Le titre de séjour « métiers en tension » permet à certains travailleurs étrangers en situation irrégulière de régulariser leur présence en France. Ce dispositif reste toutefois encadré par des conditions strictes, comme vient de le rappeler une décision de justice défavorable à un ressortissant algérien.
Les conditions du titre de séjour « métiers en tension »
En France, les personnes sans-papiers qui occupent un emploi dans un secteur manquant de main-d’œuvre disposent d’une voie de régularisation administrative. Cette procédure ouvre l’accès à un titre de séjour, à condition de respecter plusieurs critères précis.
Pour espérer obtenir ce document, le candidat doit d’abord démontrer une présence continue d’au moins trois ans sur le territoire français. Il lui faut également prouver douze mois d’activité professionnelle au cours des vingt-quatre derniers mois.
Cette expérience doit par ailleurs correspondre à un métier inscrit sur la liste officielle des professions en tension. Cette liste varie selon les régions, chaque territoire ayant ses propres besoins en recrutement.
Une régularisation annulée en appel
Un boucher de nationalité algérienne réunissait pourtant l’ensemble de ces exigences. Malgré cela, après le dépôt de son dossier auprès de la préfecture compétente, l’administration lui a opposé un refus, comme le rapporte Me Krid Riad, avocat au barreau de Paris et spécialisé en droit des étrangers.
Refusant d’abandonner, le demandeur a saisi le tribunal administratif afin de contester cette décision. La juridiction lui a alors donné raison, ordonnant à la préfecture de lui remettre le titre de séjour sollicité.
L’affaire ne s’est toutefois pas arrêtée là. L’administration a choisi de contester ce jugement en formant un recours devant la cour administrative d’appel, décidée à défendre sa position initiale.
La cour administrative donne raison à la préfecture
Au terme de l’examen du dossier, la cour a finalement tranché en faveur de l’administration. Elle a ainsi annulé la décision du tribunal administratif qui imposait la délivrance du document de séjour.
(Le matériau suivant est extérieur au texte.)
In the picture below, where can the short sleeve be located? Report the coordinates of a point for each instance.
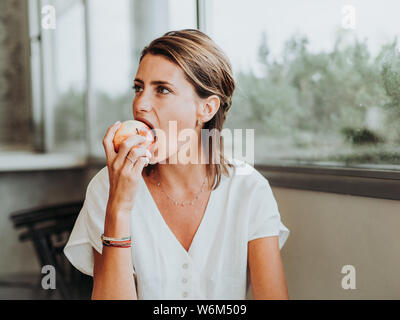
(264, 217)
(89, 225)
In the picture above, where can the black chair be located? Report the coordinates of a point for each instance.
(49, 228)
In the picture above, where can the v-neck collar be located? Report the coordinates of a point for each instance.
(198, 234)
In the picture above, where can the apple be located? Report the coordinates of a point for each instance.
(132, 127)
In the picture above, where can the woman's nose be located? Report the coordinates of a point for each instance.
(142, 104)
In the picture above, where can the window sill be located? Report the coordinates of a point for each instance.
(379, 181)
(27, 161)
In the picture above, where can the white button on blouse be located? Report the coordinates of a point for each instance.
(241, 209)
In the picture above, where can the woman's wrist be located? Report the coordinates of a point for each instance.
(117, 223)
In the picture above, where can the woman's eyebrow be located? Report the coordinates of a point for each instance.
(155, 82)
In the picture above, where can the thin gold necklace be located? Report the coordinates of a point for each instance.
(182, 203)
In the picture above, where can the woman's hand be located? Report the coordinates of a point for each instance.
(124, 175)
En conséquence, ce ressortissant algérien ne bénéficiera pas d’une régularisation. Et ce, alors même qu’il satisfaisait aux critères de durée de résidence et d’ancienneté professionnelle dans un métier reconnu en tension.
L’absence de diplôme, le détail qui bloque la régularisation
Pour motiver son refus, la cour d’appel a mis en avant un élément déterminant. Le demandeur ne présentait aucun diplôme attestant de sa capacité à exercer le métier de boucher.
Or, si cette profession figure bien parmi les métiers en tension dans sa région, l’absence de justificatif de qualification a suffi à faire basculer la décision. Ce détail administratif, souvent négligé, s’est révélé décisif dans l’issue du dossier.
Le conseil de l’avocat aux demandeurs
Face à ce précédent, Me Krid Riad invite les personnes engagées dans une telle démarche à la plus grande vigilance. Selon lui, il est essentiel d’anticiper la question des qualifications professionnelles dès la constitution du dossier.
Il recommande donc d’intégrer systématiquement les diplômes disponibles dans la demande de régularisation. À défaut, le candidat peut indiquer qu’il suit actuellement une formation en France en lien avec son activité.
Cette précaution vise à établir un lien clair entre le métier en tension exercé et une compétence reconnue. Elle permet de renforcer la solidité du dossier face à l’appréciation parfois sévère des juridictions administratives.
Cette affaire illustre à quel point la régularisation par le travail repose sur des critères qui dépassent la seule ancienneté professionnelle. Au-delà de la durée de présence et de l’expérience acquise, la preuve d’une qualification adaptée peut faire toute la différence pour les travailleurs étrangers concernés.